Don’t hit snooze. In fact, you know when you wake up 10 or 12 or 14 minutes and 37 seconds before your alarm is scheduled to go off? Get up. Seriously, if you let yourself fall back into sleep, your alarm is likely to go off just as you drift into the deepest part of a new sleep cycle. When you find yourself in this predicament, dig deep down inside and find the fortitude to just get up and start your day, even if it’s 9 minutes and 26 seconds earlier than intended.
IF IT’S POSSIBLE (AND IT VERY WELL MIGHT NOT BE) SNEAK A POWER NAP INTO YOUR DAY
You know that book, EVERYTHING I NEED TO KNOW I LEARNED IN KINDERGARTEN? It’s a nice sentiment, and I don’t know how accurate it is, but when it comes to nap time, we as adults are missing out.
A power nap, 10-20 minutes of eyes closed, uninterrupted chill time is the antidote for a less-than-stellar, night’s sleep.
I have had so many people tell me, “I can’t nap. It just makes it worse.” It’s not a nap-nap, as in a mini-night’s sleep. It’s a power nap.
The key to a successful power nap? You have to cap it at 20 minutes. You might feel at that point, “man, I’m just getting warmed up, I could do this all day.” Well, you could do it all day, and that’s why at 20 minutes, you need to get the f- up and get on with your day.
Another key to becoming a skilled power napper (and it is a skill that can be learned), is to remove the obligation to fall asleep. If you close your eyes and simply stop moving, pause your day, even if you don’t lose consciousness, you will find yourself re-charged at the end of your 20-minute session.
BEFORE YOU GO TO THE HARD STUFF…
Before you hit up the GNC for TURBO-ULTRA MEGA BEAST JUICE loaded with BCAAs, Arginine, Guarana and 500 mg of Caffeine per serving (or something like that), try a tea, a coffee, an espresso, hell, get crazy, a double espresso.
AND IF IT’S AN ABSOLUTE EMERGENCY, AND YOU MUST PULL OUT THE BIG GUNS…
If you have a photo shoot or a wedding or a race or, you are working insane hours at your job, and you are missing too many workouts and just need to get this one in in order to get back on track, and you absolutely must use a pre-workout…
I get it. I shouldn’t condone it as a fitness professional, but, I am not only a fitness professional, I am also a person, and as a human, I get that sometimes you just might need a little something extra to give a little something extra.

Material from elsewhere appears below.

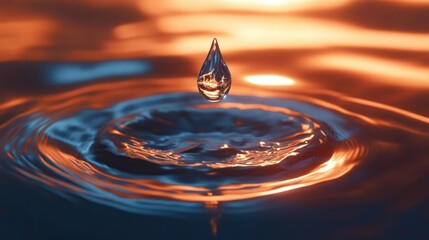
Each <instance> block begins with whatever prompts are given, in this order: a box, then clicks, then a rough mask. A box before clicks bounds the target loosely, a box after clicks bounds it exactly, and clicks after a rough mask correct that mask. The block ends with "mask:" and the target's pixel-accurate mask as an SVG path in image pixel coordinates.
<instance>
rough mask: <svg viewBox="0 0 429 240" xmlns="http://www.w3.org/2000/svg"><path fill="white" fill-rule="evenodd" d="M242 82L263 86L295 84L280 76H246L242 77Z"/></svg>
mask: <svg viewBox="0 0 429 240" xmlns="http://www.w3.org/2000/svg"><path fill="white" fill-rule="evenodd" d="M244 80H245V81H247V82H249V83H252V84H256V85H265V86H287V85H294V84H295V81H294V80H293V79H291V78H288V77H284V76H280V75H248V76H245V77H244Z"/></svg>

If that is the case, here are the rules you should abide by:
1) Don’t make it a habit. The more often you use pre-workouts, the more likely you will become to need to use them before every workout. Your body will build up a tolerance. Limit your pre-workout use.
2) You don’t need 500 mg of caffeine in a serving at one time. Ever. Under any circumstances. Try to cap the caffeine per serving at 150/ 200 mg tops.
3) Don’t exceed a single serving. Check the bottle. Is it a one-serving bottle or 2- 2/12 servings per bottle? Knowledge is power. Your nervous system thanks you in advance for being informed.
4) Watch the sugar. Red Bull says it gives you wings but the regular (as in not “sugar free”) version might also give you Type-2 Diabetes. You don’t want to drink your calories and you don’t want to rot your teeth out.
And that’s all I have to say on that, right now.